Three Drummondville Voltigeurs players, including the son of former hockey player Shayne Corson, allegedly gang-raped a teenage girl in the fall of 2016.
In a column published on the Radio-Canada site on Tuesday, journalist Martin Leclerc reports that the victim, aged 15 at the time, was attacked in particular by Noah Corson, the offspring of the former National League skater who had already reached majority at the time of the alleged events, and two other minor athletes whose identity cannot be revealed. Moreover, the author of the text specifies that they pleaded guilty to charges of sexual assault in court for adolescents in 2021.
To return to Noah Corson, an adult when these actions were allegedly taken in Drummondville, he is charged with assaulting a minor and has waived his preliminary investigation. He will have to appear at the municipal courthouse in June 2023. The 24-year-old man plays today with the Adirondack Thunder, in the ECHL. Moreover, this team must face the Lions in Trois-Rivières on December 27 and 29. Judging by the refusal of his agents Nicola Riopel and Étienne Lafleur to comment on the information from the SRC, he risks being silent in front of Quebec journalists if he is questioned on this subject.
“Noah denies the allegations of sexual assault and he intends to adequately defend himself in court,” Lafleur told the same source, however.
Already stained by the scandal of the eight players of Team Canada junior who were at the heart of a gang rape that occurred in London in June 2018, the Canadian Hockey League finds itself on the defensive once more. In La Belle Province, the Quebec Major Junior Hockey League (LHJMQ) reacted with these words.
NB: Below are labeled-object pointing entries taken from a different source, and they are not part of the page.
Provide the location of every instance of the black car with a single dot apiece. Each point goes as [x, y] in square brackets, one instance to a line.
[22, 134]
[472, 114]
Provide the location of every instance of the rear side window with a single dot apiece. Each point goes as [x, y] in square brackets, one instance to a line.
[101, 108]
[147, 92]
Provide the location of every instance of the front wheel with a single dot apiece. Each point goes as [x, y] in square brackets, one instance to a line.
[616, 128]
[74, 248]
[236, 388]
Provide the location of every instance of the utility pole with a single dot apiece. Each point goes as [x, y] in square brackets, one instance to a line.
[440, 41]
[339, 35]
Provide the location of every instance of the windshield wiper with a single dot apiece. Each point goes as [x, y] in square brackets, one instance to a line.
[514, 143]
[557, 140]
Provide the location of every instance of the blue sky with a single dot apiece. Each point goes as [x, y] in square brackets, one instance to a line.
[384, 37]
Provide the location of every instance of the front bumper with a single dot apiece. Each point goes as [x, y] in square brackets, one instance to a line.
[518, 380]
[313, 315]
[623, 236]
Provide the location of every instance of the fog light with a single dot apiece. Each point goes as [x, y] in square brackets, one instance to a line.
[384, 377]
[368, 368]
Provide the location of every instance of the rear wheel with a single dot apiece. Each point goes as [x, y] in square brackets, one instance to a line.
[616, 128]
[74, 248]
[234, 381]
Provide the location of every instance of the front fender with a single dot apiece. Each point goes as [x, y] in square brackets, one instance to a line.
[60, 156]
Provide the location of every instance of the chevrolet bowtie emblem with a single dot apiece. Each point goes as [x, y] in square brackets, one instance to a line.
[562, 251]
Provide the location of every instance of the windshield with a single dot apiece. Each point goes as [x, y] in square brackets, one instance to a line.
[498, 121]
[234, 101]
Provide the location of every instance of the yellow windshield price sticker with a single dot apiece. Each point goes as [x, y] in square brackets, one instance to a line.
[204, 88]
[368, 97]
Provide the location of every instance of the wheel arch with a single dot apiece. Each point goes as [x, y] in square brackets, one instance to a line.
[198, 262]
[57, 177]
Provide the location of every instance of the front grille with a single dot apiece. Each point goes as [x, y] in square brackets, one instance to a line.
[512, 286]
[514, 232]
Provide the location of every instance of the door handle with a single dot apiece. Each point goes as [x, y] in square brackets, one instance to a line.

“Both the league and the Drummondville Voltigeurs have just been made aware of the incident that allegedly occurred in 2016. The QMJHL and its teams will offer their full cooperation to the police investigation and the legal process if they are in demand,” she said.
“Our first thoughts are with the alleged victim and we are overly sensitive to his situation. This explains why the Tour will continue to fulfill its crucial mission of raising awareness and educating our players regarding sexual violence and its consequences.”
Some influential political figures were quick to react to this new embarrassing case for junior hockey in the country. The leader of the Bloc Québécois, Yves-François Blanchet, is far from impressed.
“Sport cannot be solely for the physical or competitive training and the economic or commercial potential of players, especially teenagers. There is a duty to educate, to transmit values to these young people and we can only be indignant at the failure of our sports institutions, particularly in hockey, and the terrible harm that this irresponsible blindness has done suffer too many women, each of them being one too many. How many cases like that of these Drummondville Voltigeurs players remain to be revealed?” he asked himself in a statement sent to the media in the morning.
The publication of the RSC article came at a key moment, since the day before, Hockey Canada revealed the identity of the nine members of its new board of directors chaired by the former sprinter from the Montreal Olympic Games. Hugh L. Fraser; the previous board resigned en masse in October following the scandal over the sports federation’s use of a fund to settle the London rape victim’s lawsuit.